Intestinal parasitic infections are a global public health concern, particularly in developing countries (1). The World Health Organization (WHO) reports that approximately 3.5 billion people worldwide are infected with intestinal parasites responsible for significant morbidity and mortality (2). Intestinal parasitic infections pose significant health challenges worldwide, particularly in developing countries with inadequate sanitation and limited access to clean water (3, 4). Among the numerous parasitic pathogens affecting the gastrointestinal tract, E. histolytica and Giardia lamblia are two prominent causes of diarrhea and intestinal disorders (5, 6). These parasites are responsible for substantial morbidity and mortality, particularly in regions where socio-economic conditions hinder effective disease control and healthcare delivery (7, 8).
Iraq, a country with a history of conflict and limited resources, is confronted with a high burden of intestinal parasitic infections (9, 10). The prevalence of G. lamblia infections remains a pressing concern, especially among individuals presenting with diarrhea and intestinal disorders in hospitals across Iraq (11). Only a little data is available regarding the prevalence of E. histolytica.

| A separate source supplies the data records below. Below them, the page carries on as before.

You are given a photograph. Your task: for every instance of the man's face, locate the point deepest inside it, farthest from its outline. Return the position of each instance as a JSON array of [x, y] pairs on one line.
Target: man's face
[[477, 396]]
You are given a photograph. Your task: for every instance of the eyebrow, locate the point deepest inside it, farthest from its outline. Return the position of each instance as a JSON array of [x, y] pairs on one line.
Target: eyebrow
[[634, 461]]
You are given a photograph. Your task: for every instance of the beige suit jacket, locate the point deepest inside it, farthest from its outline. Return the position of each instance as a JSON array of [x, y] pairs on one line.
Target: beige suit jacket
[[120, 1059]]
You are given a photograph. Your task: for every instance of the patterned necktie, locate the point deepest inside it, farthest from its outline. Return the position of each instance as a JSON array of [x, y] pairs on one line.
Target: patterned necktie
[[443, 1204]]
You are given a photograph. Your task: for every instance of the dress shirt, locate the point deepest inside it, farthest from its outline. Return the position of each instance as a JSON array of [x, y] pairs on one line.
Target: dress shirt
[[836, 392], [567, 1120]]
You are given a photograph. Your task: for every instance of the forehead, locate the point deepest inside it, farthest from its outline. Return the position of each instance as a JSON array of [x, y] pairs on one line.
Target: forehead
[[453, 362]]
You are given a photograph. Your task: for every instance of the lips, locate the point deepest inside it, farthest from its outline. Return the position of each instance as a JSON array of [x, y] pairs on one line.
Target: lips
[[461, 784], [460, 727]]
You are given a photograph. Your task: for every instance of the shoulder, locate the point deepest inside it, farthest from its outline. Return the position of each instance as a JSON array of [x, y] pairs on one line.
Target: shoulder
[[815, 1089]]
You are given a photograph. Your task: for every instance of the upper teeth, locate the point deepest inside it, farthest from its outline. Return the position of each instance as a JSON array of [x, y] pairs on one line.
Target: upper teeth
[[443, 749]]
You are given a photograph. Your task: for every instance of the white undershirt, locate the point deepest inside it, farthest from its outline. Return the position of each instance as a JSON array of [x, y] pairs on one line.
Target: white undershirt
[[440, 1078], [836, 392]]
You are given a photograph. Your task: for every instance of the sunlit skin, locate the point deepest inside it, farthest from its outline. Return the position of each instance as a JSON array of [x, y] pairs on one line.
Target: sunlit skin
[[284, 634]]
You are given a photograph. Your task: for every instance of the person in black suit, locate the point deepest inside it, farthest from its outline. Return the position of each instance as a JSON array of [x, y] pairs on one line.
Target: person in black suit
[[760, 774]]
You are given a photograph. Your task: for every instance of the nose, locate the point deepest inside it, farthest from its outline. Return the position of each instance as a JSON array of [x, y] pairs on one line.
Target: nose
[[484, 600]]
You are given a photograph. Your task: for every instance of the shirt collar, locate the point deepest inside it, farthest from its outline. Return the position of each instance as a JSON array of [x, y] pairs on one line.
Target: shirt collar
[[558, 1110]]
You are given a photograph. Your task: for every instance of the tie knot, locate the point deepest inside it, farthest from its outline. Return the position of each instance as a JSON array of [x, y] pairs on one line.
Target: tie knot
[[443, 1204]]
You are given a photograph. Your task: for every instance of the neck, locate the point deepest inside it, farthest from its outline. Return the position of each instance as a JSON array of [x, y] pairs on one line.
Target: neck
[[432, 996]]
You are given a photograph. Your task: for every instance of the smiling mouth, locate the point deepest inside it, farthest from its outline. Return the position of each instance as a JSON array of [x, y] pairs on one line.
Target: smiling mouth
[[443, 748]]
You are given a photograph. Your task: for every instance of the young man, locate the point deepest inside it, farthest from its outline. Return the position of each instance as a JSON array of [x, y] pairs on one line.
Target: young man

According to the study conducted in 2011 by Hussein et al. (12), the prevalence of E. histolytica among 730 fecal samples was 24.3%. It became over a decade; no studies have been performed on the prevalence and molecular detection of E. histolytica at the level of Iraq.
Conventional microscopy has long been the primary method for diagnosing intestinal parasitic infections (13). However, its limitations in terms of sensitivity and specificity have led to the development and adoption of molecular techniques for improved diagnostic accuracy (6). Polymerase chain reaction (PCR) and molecular-based assays offer enhanced sensitivity and specificity, enabling the detection of low-level infections and the differentiation of closely related species (14). Such molecular techniques have proven invaluable in parasitology, allowing for rapid and reliable detection of E. histolytica and G. lamblia (15).
Microscopy enables the direct visualization of parasites in clinical samples, allowing for immediate diagnosis (16), while PCR amplifies specific DNA sequences of the parasites, improving diagnostic sensitivity and providing species-specific information (17). Furthermore, gel electrophoresis facilitates the separation and visualization of PCR products, enabling the identification of subtypes within E. histolytica and G. lamblia populations (18).
The current study aims to investigate the prevalence and diagnosis of E. histolytica and G. lamblia infections among individuals suffering from diarrhea and intestinal disorders in hospitals throughout Iraq. The study employs a comprehensive approach utilizing conventional microscopy and molecular examination techniques, including PCR, to enhance diagnostic accuracy.

Materials and Methods

Study Design and Sample Collection

This study was a cross-sectional study conducted in hospitals in the city of Mosul, Iraq, between February 2022 and July 2023. Patients with diarrhea or other intestinal disorders who met the inclusion criteria (The inclusion criteria are people suffering from digestive disorders and diarrhea of varying severity, from the age of one year to the age of 70 years) were invited to participate in the study. Written informed consent was obtained from each participant or their parents/guardians if the participant was a child. A total of 371 stool samples were collected from consenting patients and transported to the laboratory in sterile containers.

Microscopic Examination

All stool samples were subjected to direct wet mount preparation, and saline and iodine mounts were used to detect the presence of E. histolytica and G. lamblia cysts and trophozoites. The samples were examined under a microscope by experienced technicians who were blinded to the participants' clinical information.

Molecular Examination

DNA was extracted from stool samples using a commercial kit (Qiagen, Germany) following the manufacturer's instructions. A set of primers was designed to amplify various fragments of gene specific for E. histolytica and Giardia lamblia (Table 1).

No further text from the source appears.